4 Summary and conclusion

In this study, we have revisited the two major modes of variability of the East Asian Summer Monsoon (EASM) identified by Sun et al. (2010) using the pacemaker experiments of Lu et al. (2011). In the pacemaker experiments, all the information about the time series of events in the real world comes from the q-flux that is applied in the central and eastern tropical Pacific. The advantage of the pacemaker experiments is that SST is a fully prognostic variable and can freely interact with the atmospheric model (Cash et al. 2010; Lu et al. 2011), avoiding some of the issues inherent in atmosphere-only or ocean-only simulations (Greatbatch et al. 1995; Wang et al. 2005; Wu and Kirtman 2005; Wu et al. 2006; Wu and Kirtman 2007; Griffies et al. 2009).

The two modes are calculated by applying a MV-EOF analysis to boreal summer (June/July/August) seasonal mean anomalies of the zonal and meridional winds in the lower (850 hPa) and the upper (200 hPa) troposphere from the ERA40 reanalysis (Uppala et al. 2005), and corresponding principal components (PC) measure the variability of the modes. For the pacemaker experiments, we project the model wind fields onto the respective spatial patterns of the two modes from the ERA40 reanalysis to derive the corresponding time series. Results indicate that the model can capture a significant part of the variability of both the first and second modes. The correlation coefficients using detrended time series between the pacemaker experiments and ERA40 from 1958 to 1999 are 0.41 and 0.37 for the first and second modes, respectively. These correlation coefficients increase to 0.66 and 0.49 after 1979, consistent with stronger ENSO forcing after the 1976/1977 climate shift (e.g., Xie et al. 2010). The results from the pacemaker experiments take a step forward from Ding et al. (2014). In particular, the pacemaker experiments can capture about 25 % of variance of the second mode after 1979. We argue that the key element is to capture the delayed impact of ENSO on the East Asian summer climate, something that is still a challenge for many of the state-of-the art coupled models that took part in CMIP5 (Fu et al. 2013). Indeed, the close agreement between the correlation coefficients in Tables 1 and 2 is a tribute to the ability of the pacemaker experiments to capture this relationship.

We also investigate the respective 850 and 200 hPa components of the two modes. To derive the 850 hPa (200 hPa) components, we project wind fields from only 850 hPa (200 hPa) onto the corresponding spatial patterns of the two modes. For the first mode, the 850 and 200 hPa components are almost equally well captured by the pacemaker experiments whereas for the second mode, only the 850 hPa component can be captured.
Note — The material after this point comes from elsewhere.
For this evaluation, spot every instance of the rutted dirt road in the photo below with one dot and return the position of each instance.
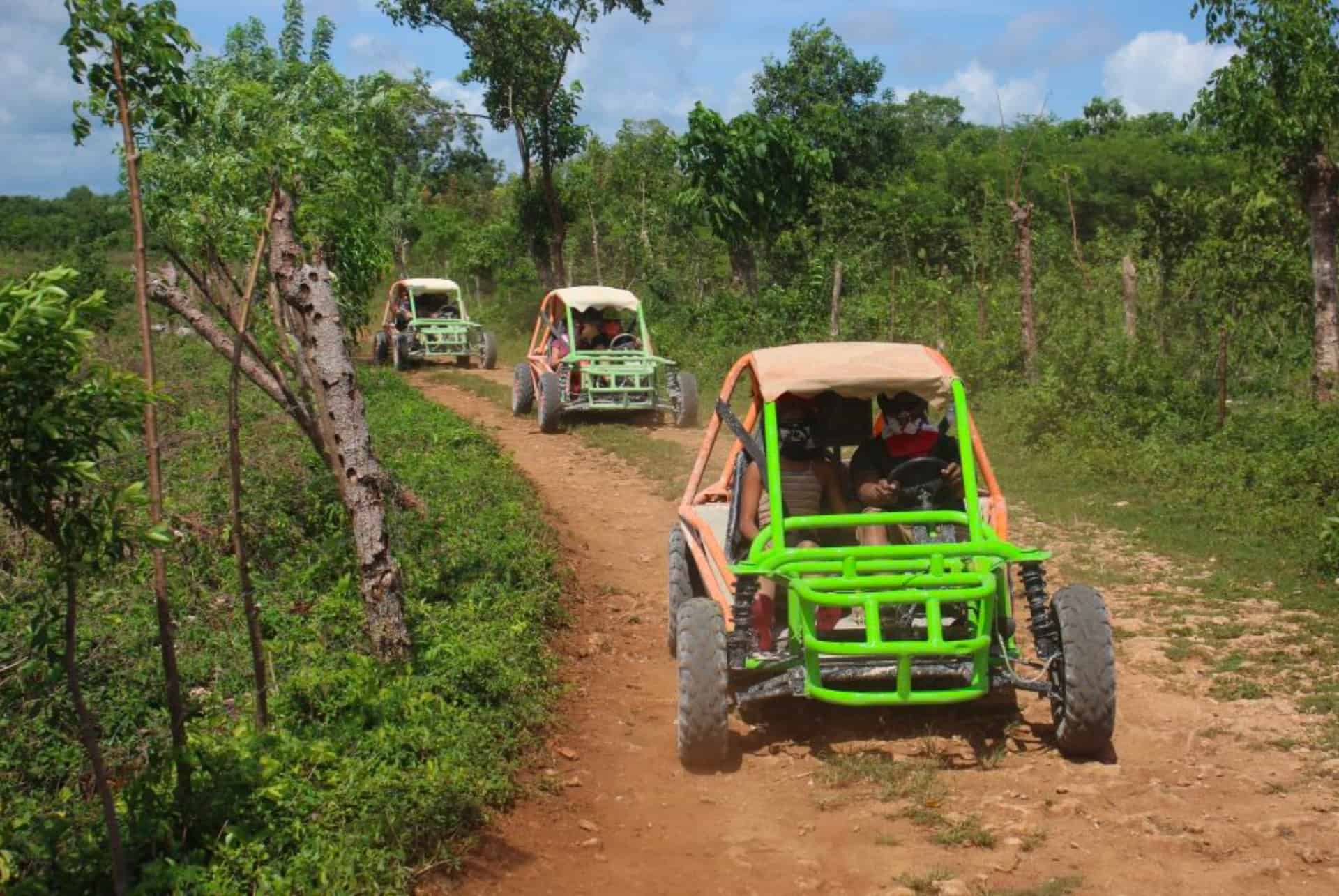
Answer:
(1195, 800)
Finally, we note that the MVEOF analysis used here is not dependent on the use of the ERA-40 reanalysis. Wang et al. (2008) originally obtained the same two MVEOFs using a version of the NCEP reanalysis (Kanamitsu et al. 2002) and, as noted in Section 3, the same two MVEOFs emerge when the analysis is applied to the ensemble mean of the pacemaker experiments. Another example is given in Figs. 5 and 6 of Ding et al. (2014). We have also repeated the complete analysis carried out in this paper using both the NCEP and ERA-Interim reanalysis and found little change to the results (not shown).